В этой истории все началось, как ни странно, тоже именно с бабушки. Теперь Ванда помнила это отлично. Был вечер, и она, только что вернувшись после занятий в аспирантуре, пила чай на кухне, когда в коридоре раздалось слабое постукивание тяжелой бабушкиной трости о паркет и через пару секунд торжественная и несколько монументальная фигура бабушки, в старости слегка располневшей и от того еще более значительной в своем спокойном царственном величии, возникла на пороге кухни. Бабушка оглядывала все пространство кухни, частью которого в данный момент была и сама Ванда, взыскательно и по-хозяйски сурово.
— Давно ужинаешь? Что ж не позвала? Я бы помогла тебе накрыть на стол. И сама бы не отказалась от чашки чаю.
— Помогать мне не нужно, бабуля.
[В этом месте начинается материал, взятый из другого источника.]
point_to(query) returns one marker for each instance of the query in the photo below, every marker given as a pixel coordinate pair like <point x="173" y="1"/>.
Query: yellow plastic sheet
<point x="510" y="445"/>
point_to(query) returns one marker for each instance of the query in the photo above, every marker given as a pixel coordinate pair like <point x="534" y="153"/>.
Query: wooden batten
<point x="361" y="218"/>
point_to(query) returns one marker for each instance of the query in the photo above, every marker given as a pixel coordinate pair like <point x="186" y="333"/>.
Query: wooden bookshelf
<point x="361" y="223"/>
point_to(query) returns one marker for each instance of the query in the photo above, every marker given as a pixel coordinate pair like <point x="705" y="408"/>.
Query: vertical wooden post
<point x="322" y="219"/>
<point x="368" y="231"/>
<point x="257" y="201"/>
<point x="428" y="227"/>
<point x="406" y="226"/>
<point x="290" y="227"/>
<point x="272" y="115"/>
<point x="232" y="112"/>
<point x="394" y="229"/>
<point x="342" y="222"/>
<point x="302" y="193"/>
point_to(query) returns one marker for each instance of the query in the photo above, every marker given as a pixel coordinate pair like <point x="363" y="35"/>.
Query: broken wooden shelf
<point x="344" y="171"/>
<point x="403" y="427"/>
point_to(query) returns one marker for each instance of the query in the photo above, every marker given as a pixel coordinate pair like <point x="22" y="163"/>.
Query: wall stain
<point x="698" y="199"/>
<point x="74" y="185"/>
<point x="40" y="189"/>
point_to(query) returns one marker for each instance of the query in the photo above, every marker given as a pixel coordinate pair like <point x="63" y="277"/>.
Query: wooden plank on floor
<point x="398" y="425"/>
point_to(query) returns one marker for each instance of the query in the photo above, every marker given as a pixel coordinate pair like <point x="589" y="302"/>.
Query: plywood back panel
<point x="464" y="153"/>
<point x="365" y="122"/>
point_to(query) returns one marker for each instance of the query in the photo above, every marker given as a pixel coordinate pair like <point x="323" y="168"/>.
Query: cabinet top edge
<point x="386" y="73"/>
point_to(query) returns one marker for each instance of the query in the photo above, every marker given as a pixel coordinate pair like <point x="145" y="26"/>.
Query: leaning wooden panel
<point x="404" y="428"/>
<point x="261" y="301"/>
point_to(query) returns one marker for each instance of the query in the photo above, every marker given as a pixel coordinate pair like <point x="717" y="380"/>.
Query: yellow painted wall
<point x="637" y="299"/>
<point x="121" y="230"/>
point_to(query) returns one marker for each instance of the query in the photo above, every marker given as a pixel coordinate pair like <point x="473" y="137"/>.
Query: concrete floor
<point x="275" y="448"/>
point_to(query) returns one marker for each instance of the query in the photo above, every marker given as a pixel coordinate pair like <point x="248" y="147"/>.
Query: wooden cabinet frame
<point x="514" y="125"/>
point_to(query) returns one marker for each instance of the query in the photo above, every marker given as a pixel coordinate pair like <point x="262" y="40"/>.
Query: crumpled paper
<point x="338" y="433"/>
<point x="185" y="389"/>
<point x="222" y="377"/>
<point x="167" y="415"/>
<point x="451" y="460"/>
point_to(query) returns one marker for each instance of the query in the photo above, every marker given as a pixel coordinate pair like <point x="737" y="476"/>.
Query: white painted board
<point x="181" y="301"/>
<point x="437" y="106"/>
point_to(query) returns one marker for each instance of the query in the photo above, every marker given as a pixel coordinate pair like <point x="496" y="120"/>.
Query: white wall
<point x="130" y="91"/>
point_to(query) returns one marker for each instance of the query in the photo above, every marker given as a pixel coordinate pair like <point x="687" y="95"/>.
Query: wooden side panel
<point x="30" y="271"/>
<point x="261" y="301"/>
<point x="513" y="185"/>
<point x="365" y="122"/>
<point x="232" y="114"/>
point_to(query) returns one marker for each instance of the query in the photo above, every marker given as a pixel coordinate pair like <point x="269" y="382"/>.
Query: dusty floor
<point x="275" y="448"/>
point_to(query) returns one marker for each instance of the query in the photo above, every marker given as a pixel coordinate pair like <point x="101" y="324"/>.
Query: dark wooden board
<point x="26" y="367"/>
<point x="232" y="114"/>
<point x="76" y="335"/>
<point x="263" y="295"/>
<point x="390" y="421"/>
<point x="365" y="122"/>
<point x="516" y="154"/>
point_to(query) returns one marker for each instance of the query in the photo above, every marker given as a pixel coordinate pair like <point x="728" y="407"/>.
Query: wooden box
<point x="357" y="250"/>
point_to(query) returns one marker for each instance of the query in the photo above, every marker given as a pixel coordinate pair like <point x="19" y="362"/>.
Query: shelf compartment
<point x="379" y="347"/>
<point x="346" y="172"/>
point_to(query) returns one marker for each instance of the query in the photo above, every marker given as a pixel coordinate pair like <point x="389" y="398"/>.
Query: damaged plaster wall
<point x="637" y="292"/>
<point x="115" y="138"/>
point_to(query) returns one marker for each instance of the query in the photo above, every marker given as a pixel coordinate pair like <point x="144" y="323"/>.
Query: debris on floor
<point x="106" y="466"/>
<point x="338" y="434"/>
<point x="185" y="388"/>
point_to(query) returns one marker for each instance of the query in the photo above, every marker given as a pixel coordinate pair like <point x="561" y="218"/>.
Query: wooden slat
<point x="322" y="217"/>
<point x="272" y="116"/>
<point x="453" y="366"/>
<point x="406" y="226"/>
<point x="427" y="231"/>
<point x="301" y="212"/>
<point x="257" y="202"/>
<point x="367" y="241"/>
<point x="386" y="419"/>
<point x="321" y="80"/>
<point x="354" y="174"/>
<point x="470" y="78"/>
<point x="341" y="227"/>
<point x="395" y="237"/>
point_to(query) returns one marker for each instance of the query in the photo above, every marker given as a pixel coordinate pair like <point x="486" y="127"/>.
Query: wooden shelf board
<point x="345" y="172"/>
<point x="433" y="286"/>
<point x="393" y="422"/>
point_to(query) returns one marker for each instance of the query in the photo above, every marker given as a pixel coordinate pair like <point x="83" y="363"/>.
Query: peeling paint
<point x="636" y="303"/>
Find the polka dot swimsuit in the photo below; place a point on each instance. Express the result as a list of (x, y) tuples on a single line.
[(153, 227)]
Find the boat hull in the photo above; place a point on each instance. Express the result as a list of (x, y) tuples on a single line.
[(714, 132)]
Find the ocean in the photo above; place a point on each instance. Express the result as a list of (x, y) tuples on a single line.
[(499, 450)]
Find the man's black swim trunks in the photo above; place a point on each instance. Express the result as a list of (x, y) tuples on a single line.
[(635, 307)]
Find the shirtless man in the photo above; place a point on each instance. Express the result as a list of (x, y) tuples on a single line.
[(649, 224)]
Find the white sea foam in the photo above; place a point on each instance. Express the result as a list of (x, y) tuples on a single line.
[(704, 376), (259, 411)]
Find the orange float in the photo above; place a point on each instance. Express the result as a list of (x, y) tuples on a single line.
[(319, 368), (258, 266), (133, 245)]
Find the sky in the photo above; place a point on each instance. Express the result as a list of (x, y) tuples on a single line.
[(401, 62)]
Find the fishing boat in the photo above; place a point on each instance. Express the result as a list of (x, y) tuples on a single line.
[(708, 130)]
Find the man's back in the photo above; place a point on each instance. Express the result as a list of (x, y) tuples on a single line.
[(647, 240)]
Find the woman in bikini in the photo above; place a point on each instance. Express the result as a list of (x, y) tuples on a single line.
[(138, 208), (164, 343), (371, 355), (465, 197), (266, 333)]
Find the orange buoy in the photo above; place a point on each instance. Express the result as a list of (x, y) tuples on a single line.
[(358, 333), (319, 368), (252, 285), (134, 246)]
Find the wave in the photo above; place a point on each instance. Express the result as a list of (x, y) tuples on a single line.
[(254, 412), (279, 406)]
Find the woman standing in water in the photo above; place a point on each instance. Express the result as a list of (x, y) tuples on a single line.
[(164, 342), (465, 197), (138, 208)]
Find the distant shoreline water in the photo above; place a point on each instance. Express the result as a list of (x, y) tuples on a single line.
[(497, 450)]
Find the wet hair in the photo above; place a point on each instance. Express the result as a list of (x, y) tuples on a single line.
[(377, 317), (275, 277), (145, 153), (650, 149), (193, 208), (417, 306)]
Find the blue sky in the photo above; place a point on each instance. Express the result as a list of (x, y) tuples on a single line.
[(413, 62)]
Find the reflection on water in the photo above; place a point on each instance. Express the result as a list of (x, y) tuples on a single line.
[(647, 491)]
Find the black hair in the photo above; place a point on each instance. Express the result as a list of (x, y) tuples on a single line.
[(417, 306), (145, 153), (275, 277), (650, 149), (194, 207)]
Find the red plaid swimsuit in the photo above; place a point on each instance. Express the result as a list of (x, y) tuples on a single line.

А чаю я тебе сама налью.
Ванда быстро достала из буфета любимую бабушкину чашку тонкого китайского фарфора, чудом сохранившуюся еще со времен ее, бабушкиной, молодости. Потому каждый раз, когда чашка оказывалась в чьих-то руках, бабушка волновалась настолько сильно, что не могла при всей своей невозмутимости скрыть этого, взгляд ее становился напряженным и буквально пронизывал того, в чьих руках находилась заветная чашка. Ванда, которую с бабушкой связывала совершенно особая, духовная связь, этого момента боялась как огня, потому что волнение бабушки моментально передавалось ей, а взгляд, который вонзала та в трясущиеся руки, мог довершить дело. В один отнюдь не прекрасный момент, в наступление которого Ванда верила свято и боялась пуще судного дня, знаменитая чашка все же выскользнет из ее ослабших рук, и тогда… О том, что последует тогда, лучше было не думать, по крайней мере пока драгоценная чашка все еще находилась в ее руках. Бабушку Ванда обожала, боготворила и во всем старалась ей подражать, но и она вынуждена была согласиться с общепринятым и давно укоренившимся мнением, что профессор Ванда Болеславовна Василевская — самый настоящий, классический даже образец современного деспота. На этот раз, однако, все обошлось счастливым для Ванды образом: чашка благополучно оказалась на столе перед бабушкой, на любимой ее салфетке, и наполнена была крепким ароматным чаем. Теперь Ванда могла позволить себе расслабиться и насладиться вполне неспешной вечерней беседой, что всегда приносило ей массу положительных эмоций вкупе с большим количеством полезной информации и не менее полезных советов.
Однако сегодня бабушка сама, очевидно, нуждалась в помощи или по крайней мере совете Ванды и в свойственной ей манере, без долгих предисловий, сразу перешла к делу.
— Ты практикуешь уже который год? — неожиданно поинтересовалась она.
— Второй, ты же сама рекомендовала мне начать работать сразу после института, параллельно с аспирантурой.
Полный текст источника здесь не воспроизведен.